TGE allows decentralized application owners to raise funds by issuing tokens. At the same time, owners do not have to have their own blockchain network - they can create their own tokens in other networks.
With TGE, owners are required to indicate what type their tokens are: utility token or security token. The former provide access to certain services of the company that produces them. For example, you can access a closed customer database, scientific information, and so on. Some companies attach voting rights or the possibility of receiving dividends to such tokens. The second type, security token, includes tokens that receive value from the tradable assets pledged in them. Such tokens can be created for exchange-traded shares, bonds and other securities. They are traded on crypto exchanges in much the same way as ordinary securities.
The main difference between TGE and ICO is that token holders are not necessarily the owners of the blockchain.
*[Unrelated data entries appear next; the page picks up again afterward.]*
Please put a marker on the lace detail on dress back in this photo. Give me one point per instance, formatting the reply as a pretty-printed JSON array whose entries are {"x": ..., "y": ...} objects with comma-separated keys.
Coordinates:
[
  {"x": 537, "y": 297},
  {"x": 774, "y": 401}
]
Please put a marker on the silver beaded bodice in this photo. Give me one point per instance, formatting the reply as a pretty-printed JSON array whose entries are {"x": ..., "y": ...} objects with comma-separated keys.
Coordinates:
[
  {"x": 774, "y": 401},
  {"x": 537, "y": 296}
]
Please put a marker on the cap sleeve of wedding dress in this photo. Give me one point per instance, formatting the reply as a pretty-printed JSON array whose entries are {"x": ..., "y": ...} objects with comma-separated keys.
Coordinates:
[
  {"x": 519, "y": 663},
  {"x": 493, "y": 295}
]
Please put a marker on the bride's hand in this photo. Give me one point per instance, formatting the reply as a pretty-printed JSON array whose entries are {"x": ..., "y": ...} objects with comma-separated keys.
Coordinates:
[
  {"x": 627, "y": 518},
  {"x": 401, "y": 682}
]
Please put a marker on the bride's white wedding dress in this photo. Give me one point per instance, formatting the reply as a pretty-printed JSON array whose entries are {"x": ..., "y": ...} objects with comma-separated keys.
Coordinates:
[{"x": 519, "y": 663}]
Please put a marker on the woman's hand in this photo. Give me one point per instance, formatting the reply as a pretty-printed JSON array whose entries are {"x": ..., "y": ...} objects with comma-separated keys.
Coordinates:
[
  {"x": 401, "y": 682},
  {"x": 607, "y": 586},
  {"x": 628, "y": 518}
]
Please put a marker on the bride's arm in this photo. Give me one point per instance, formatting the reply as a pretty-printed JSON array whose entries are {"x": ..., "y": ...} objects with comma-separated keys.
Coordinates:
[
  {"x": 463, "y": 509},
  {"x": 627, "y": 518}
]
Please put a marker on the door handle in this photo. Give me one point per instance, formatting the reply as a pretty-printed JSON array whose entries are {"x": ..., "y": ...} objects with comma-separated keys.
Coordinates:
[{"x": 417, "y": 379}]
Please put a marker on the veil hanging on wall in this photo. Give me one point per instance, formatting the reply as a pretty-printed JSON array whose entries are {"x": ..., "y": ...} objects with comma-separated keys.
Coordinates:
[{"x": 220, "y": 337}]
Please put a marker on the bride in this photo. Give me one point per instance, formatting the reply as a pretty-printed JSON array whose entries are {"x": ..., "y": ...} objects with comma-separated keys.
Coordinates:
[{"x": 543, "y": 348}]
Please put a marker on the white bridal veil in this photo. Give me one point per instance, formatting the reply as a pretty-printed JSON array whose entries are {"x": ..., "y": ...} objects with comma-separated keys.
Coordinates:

While ICO involves the launch of the blockchain and the distribution of digital coins that are in circulation.
The second important difference is that a token is a digital signature for some object - material or digital. While a digital coin is an asset in itself, whose rate is quoted depending on its popularity and prevalence.
The third difference is that tokens can be transferred from one blockchain to another with virtually no loss in value - especially if there is a real asset behind the token. Digital coins can also be transferred to other blockchain networks, however they lose their value.
Many users believe that ICO and TGE are essentially the same process and should not be different. Also, there is a lack of legal regulation of most types of tokens - when buying them, no one guarantees you that you are buying the right to any asset.